DOUG DUCEY: So uh, in this business, you’re known by the company you keep, and uh, we’re proud that we’re off to a fast start. Uh, we’re proud that Governor Scott Walker from Wisconsin has come out and endorsed our campaign. And a lot of this resonates in a State like Arizona because I don’t come from any political background. Uh, I grew up in Toledo, Ohio. Uh, my dad was a cop. I’m very much a product of the Midwest and the working class. For full disclosure, though, my first elective office was homeroom representative in the fifth grade (inaudible).
DOUG DUCEY: That, that was a tough primary, and a lot of those kids are still mad at me, so they’re coming after us.
DOUG DUCEY: But I think to tell the story in Arizona, uh, my folks splitting up my junior year, my mom moving West, and the high school counselor literally pointing to a map and saying, “Doug, schools are plentiful out there, and there’s a lot of opportunity.”
So I got in my Datsun B210 and drove from Toledo to Tempe. I didn’t know one person and I had never been in Arizona, and it’s been quite an adventure. But when I tell the story in Arizona, I’m able to ask people, uh, how many of you were born somewhere other than the State of Arizona, and it seems like 90 percent of the hands in the room go up. So I say, let’s make certain that the bad ideas that are crossing the Midwest and killing California are not reapplied in the state of Arizona. And it doesn’t matter what room that’s said, in everyone starts applauding. It gives you confidence in the messaging we have here at the conference. Uh, the fact that my entire adult life has been in the private sector, studying finance at Arizona State, worked my way through college at Anheuser-Busch, and then began my career with Proctor and Gamble. And then along with a few others we built an ice cream company called Cold Stone Creamery.
We started small with a good idea, and we built 1,440 stores in all 50 states. We operate in 25 countries around the world today, and I want everybody to know we did it without government. We did it without subsidies. We did it without tax incentives for chocolate-dipped waffle cones.
DOUG DUCEY: We did it the right way — big dreams, hard work, and great people. And things like that happen when states embrace free enterprise.

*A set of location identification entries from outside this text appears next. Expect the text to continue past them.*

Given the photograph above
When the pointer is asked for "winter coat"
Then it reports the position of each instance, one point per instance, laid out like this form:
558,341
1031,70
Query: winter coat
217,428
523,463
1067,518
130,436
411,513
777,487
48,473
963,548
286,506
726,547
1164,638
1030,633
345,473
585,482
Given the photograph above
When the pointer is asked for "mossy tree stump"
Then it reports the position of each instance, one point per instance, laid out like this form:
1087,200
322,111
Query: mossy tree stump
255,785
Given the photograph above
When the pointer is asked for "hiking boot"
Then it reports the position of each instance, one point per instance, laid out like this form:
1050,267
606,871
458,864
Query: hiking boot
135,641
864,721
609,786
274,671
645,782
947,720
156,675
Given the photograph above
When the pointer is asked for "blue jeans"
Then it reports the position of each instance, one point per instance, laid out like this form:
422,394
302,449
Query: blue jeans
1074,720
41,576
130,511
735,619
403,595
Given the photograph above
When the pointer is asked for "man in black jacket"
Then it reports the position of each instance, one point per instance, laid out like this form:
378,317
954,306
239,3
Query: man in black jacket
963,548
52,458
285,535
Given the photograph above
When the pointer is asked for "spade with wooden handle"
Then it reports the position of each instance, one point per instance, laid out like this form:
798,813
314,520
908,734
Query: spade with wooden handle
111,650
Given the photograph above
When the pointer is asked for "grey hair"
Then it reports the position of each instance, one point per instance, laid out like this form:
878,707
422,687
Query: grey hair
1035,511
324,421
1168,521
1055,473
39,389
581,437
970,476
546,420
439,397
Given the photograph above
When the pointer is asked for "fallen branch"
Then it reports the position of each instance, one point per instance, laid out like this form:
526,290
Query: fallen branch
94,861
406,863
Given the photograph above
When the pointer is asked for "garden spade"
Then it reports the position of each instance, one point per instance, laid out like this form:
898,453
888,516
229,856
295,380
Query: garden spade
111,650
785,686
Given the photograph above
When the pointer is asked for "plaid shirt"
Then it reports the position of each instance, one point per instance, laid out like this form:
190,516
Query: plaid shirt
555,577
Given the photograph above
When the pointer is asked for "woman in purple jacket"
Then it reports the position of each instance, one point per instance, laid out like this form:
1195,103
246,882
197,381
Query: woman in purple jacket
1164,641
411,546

When I did run for Treasurer in 2010 after I sold the business in 2007, I learned a lot at this conference, and I learned a lot when I stepped forward to battle a $1 billion permanent sales tax increase called Proposition 204. Prop 204 looked like it was a shoo-in to pass in September of 2012. We started to message against it. It was polled at over 60 percent. And on Election Day we won. We literally flipped the electorate. And last year for a change, taxes went down in the State of Arizona.
DOUG DUCEY: So I can’t emphasize enough the power of organizations like this and engagement from those in the business community. The other side was completely financed by government entities and special interests, and we didn’t have to raise as much as they did. We just had a better idea, and that was lower taxes for all Arizonans, and flip that argument that they had that it would help education and help the children that we were able to expose that these dollars were not going to the classroom.

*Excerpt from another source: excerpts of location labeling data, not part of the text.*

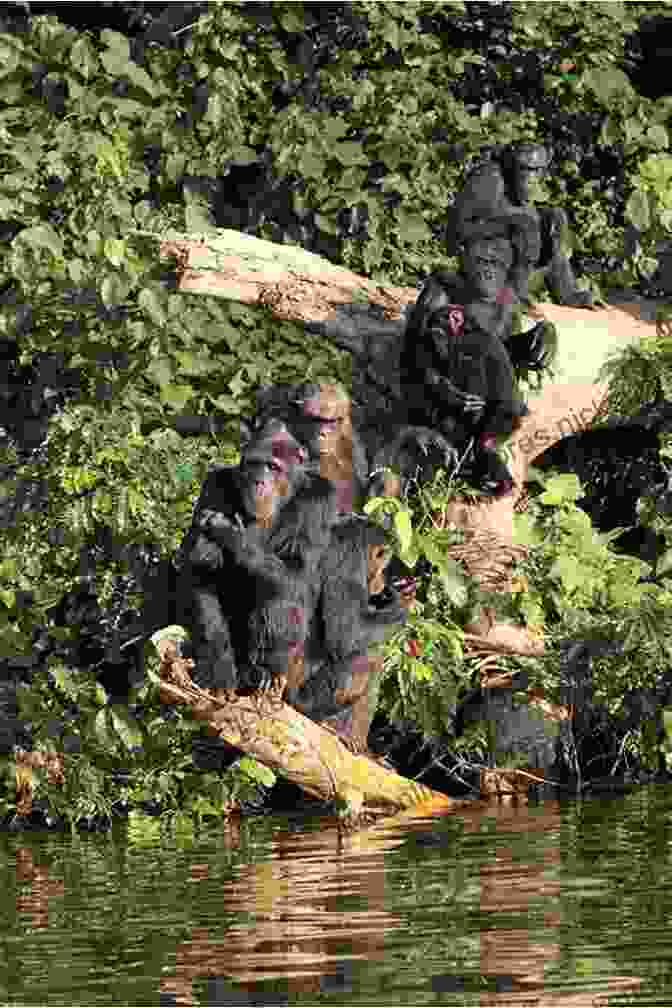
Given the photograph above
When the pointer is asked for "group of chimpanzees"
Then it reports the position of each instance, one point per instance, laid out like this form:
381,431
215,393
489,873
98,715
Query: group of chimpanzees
282,586
283,583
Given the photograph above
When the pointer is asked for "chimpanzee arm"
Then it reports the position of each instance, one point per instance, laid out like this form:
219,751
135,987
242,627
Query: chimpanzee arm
351,622
560,277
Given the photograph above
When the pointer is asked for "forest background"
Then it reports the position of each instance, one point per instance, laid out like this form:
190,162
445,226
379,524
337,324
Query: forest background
346,129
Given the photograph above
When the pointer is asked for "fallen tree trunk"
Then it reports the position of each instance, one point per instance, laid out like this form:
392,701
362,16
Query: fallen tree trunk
300,750
358,315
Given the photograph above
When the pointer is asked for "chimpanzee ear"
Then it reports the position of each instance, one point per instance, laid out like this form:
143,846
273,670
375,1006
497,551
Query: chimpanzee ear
245,432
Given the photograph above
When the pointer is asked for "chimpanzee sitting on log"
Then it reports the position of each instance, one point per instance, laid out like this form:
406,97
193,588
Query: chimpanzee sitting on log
455,370
256,538
284,600
319,416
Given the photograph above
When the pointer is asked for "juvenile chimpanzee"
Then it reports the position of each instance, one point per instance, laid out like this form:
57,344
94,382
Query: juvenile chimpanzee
356,611
457,374
413,454
250,561
501,186
319,417
308,596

So what’s next? The real action is in the governor’s office. And I have to tell you, uh, Charles Murray, if you want to lead a textured life and get out of Paradise Valley, Arizona, you can come to Kingman and Bullhead City and Lake Havasu. But by and large this year will resonate because no one, whether they’re in a Republican room, or a Kiwanis Club, or a Rotary Club, is happy with what’s going on in our economy, or what their children are learning in traditional K-12 classes.
So I’m very confident we’re going to take back the Senate here in 2014, but then the battle for freedom comes back to the states, and who’s in the governors’ offices is important. And I’m grateful for what this conference does. Thanks for having me.